いかづちの精よ。我、グリートエクスト・Kカイル・ナタルファが命ずる。我が生命力を使い、あの男をき殺せ』

 男性が紋章を描きながら何かを唱えている。それは恐らく呪文だ。
 魔法という自然の力を使うための誓約みたいなもの。それが呪文だ。描き終わり指をパチンと鳴らすと男性の手から鋭い光がほとばしった。次の瞬間にシュウの体全身に穴が空いていた。
 もちろん、即死レベルの威力だ。そして、シュウは即死した。

『ギャハハハハハハハハハハハハハハ!!』

 クラス一同が笑った。いや、違う一部を除いての一同だ。生徒の中で数人笑っていない人もいて、トーラなんて言葉を失っている。

「もう一発いっとくか?」

 男性が笑いながら言うと、ほとんどの生徒が「いけぇー!」と言った。
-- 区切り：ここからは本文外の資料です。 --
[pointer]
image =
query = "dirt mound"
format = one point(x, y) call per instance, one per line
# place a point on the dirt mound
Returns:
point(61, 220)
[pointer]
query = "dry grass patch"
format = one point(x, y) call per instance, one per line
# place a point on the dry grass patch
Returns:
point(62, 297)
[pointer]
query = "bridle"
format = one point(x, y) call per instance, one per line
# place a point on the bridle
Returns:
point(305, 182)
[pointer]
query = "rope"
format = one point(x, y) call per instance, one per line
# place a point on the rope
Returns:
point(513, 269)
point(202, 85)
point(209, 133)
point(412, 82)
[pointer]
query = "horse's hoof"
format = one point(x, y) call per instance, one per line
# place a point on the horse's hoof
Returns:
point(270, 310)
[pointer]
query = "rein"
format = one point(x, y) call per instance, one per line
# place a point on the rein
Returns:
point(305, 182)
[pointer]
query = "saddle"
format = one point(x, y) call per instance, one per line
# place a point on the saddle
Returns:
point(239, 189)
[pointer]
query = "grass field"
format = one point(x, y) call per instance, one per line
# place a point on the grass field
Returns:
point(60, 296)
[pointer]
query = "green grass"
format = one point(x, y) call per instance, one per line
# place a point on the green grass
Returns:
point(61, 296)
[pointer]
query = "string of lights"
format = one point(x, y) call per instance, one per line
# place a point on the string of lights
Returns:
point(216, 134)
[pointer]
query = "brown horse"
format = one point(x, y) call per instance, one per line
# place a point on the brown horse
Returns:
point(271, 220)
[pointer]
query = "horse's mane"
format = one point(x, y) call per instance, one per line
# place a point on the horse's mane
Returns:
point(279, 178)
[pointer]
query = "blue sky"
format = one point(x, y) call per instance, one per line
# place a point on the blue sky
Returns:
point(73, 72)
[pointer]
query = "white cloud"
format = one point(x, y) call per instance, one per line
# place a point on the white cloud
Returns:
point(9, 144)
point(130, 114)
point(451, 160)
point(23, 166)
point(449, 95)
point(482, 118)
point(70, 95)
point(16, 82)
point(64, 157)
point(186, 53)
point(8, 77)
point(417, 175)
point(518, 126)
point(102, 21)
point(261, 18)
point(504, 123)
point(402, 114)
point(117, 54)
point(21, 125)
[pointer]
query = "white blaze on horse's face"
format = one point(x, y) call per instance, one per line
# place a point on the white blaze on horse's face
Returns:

その瞬間に死から復活したシュウの前に赤い長い馬の尾が現れた。

「もう、やめてよね」

「アアッ?」

 赤い長い馬の尾のビルルが両手を広げて、庇うように教壇にいる彼の前で立っている。男性もビルルも瞳から優しさを一切感じない。ただ、相手を憎んでいるかのような目をしている。

「これ以上やると彼がかわいそうだよ」

「ハッ! かわいそう? 残念。これは教育だ。このクラスで生きていくための教育だ」

「教育? ふざけないで。こんなのが教育なわけないでしょ!」

 ビルルの言葉を聞いて男性は驚いた表情をしている。

「ふざけないで……だって? ふざけているのはどっちだろうな! お前が……お前ごときが調子に乗って俺様に逆らえるのか? この奴隷一家のビギンスさんよ!」

「えっ?」

「俺様より強くなれたからって図に乗るのも大概にしろよ。俺様の一家とお前の一家は雲泥の差だ! お前の一家を潰すのなんて容易いんだよ! まぁ、ここで今すぐに俺様に謝るのなら許してやってもいいがな。もちろん、土下座だ。惨めに床に頭を擦り付けろよな!」

「くっ!」

 ビルルは悔しそうな表情をしながらも教壇から下りて、床に膝をつく。

「おっと。武器は取れないよな? この学園の序列に入っているんだから、異世界人が攻めてきたなどの緊急時以外は魔法も使ったらダメだもんな。校則に違反するもんな。これ以上校則に違反したら、お前の一家はおしまいだもんな」

 男性の言葉を聞いた瞬間に彼女は床に額を文字通り擦り付ける。

「申し訳……ありませんでした。…………許して…………ください…………」

「えっ? なんだって? もっと大きな声で!」

「もう」

「もっとだ!!」

「申し訳ありませんでした!! お許しください!!」

 ビルルの謝罪の言葉を聞いた。だからか男性はビルルのもとへと向かう。そして、彼女の前にしゃがみ込んだ。

「今ので許すと思うか?」

 そう言うと男性は彼女の前髪を鷲掴みにして首を無理矢理、持ち上げさせると大きな胸を鷲掴みにする。

「ヒッ!」

「今から楽しませてもらわないとな」

 彼女は怯えた声を聞き、表情を見て男性は愉快そうな表情をしていた。その中には待ちに待ったとでも言いたげな雰囲気も含まれている。
 ビルルは立ち上がった。

「先生。今からこいつと保健室に行ってきます。授業は先に始めてくださいね」

「あ、あぁ」

 男性の言葉にトーラは素直に認める。

 男性はビルルの肩を抱き寄せながら歩いていく。シュウの前を通る時に彼女から涙が流れていることがわかった。それは嬉しさから来る涙ではなく、悲しみから来る涙。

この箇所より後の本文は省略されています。